Hamersley was well-known as a speed-boat pilot and, in 1925, he made a record run of 2 hours and 38 minutes from New York to Albany in his speedboat Cigarette Jr. In 1926, Cigarette IV won the first national speedboat regatta on the Potomac River and Hamersley received the President's Cup from President Calvin Coolidge. He also raced his schooner, Countess.

==Personal life==
In 1926, Hamersley was married to Hilles Morris (1907–2000), the daughter of Elizabeth (née Wynkoop) Morris stock broker Stuyvesant Fish Morris Jr. and granddaughter Stuyvesant Fish Morris and Elly (née Van Buren) Morris (granddaughter of President Martin Van Buren).
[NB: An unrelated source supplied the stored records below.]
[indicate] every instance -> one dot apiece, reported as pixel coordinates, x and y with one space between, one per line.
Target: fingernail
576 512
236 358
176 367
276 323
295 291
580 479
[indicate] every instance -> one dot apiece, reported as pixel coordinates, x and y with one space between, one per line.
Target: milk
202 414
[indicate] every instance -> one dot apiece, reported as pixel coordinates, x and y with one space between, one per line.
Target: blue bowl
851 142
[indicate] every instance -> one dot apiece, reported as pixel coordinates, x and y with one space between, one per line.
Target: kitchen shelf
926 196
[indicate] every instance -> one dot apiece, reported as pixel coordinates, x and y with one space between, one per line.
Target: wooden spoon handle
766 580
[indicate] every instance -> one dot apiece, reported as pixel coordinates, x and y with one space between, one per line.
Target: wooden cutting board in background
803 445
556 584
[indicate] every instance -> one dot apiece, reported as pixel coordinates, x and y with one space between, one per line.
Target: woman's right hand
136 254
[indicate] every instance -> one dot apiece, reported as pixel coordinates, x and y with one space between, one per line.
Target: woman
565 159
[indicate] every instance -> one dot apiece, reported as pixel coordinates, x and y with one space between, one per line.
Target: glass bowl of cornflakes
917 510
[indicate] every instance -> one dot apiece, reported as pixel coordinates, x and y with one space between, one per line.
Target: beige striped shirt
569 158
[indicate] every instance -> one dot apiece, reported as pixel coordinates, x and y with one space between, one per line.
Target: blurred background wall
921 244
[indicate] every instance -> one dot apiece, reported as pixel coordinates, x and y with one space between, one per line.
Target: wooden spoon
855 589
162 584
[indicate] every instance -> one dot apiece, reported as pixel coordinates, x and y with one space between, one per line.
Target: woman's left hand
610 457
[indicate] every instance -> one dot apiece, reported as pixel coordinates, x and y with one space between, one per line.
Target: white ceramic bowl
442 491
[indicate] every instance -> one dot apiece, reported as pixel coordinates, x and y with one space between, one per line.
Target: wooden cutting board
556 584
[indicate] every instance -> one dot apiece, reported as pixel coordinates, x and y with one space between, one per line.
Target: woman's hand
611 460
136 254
Together, they had residences in Southampton on Long Island, in Palm Beach in Florida, and at 1030 Fifth Avenue in Manhattan, and were the parents of one daughter and three sons:

- Louis Gordon Hamersley Jr. (1928–2008)
- Stuyvesant Morris Hamersley (1932–2014)
- Hilles Elizabeth Hamersley (1935–2014)
- James Hooker Hamersley II (1937–1999), a writer, photographer and pilot.

After a brief illness, he died on June 2, 1942, at Southampton and was buried at Trinity Church Cemetery in Manhattan. After his death, his widow remarried, and was widowed from George Leslie Bartlett and Robert C. L. Timpson, managing partner of W. E. Hutton & Co.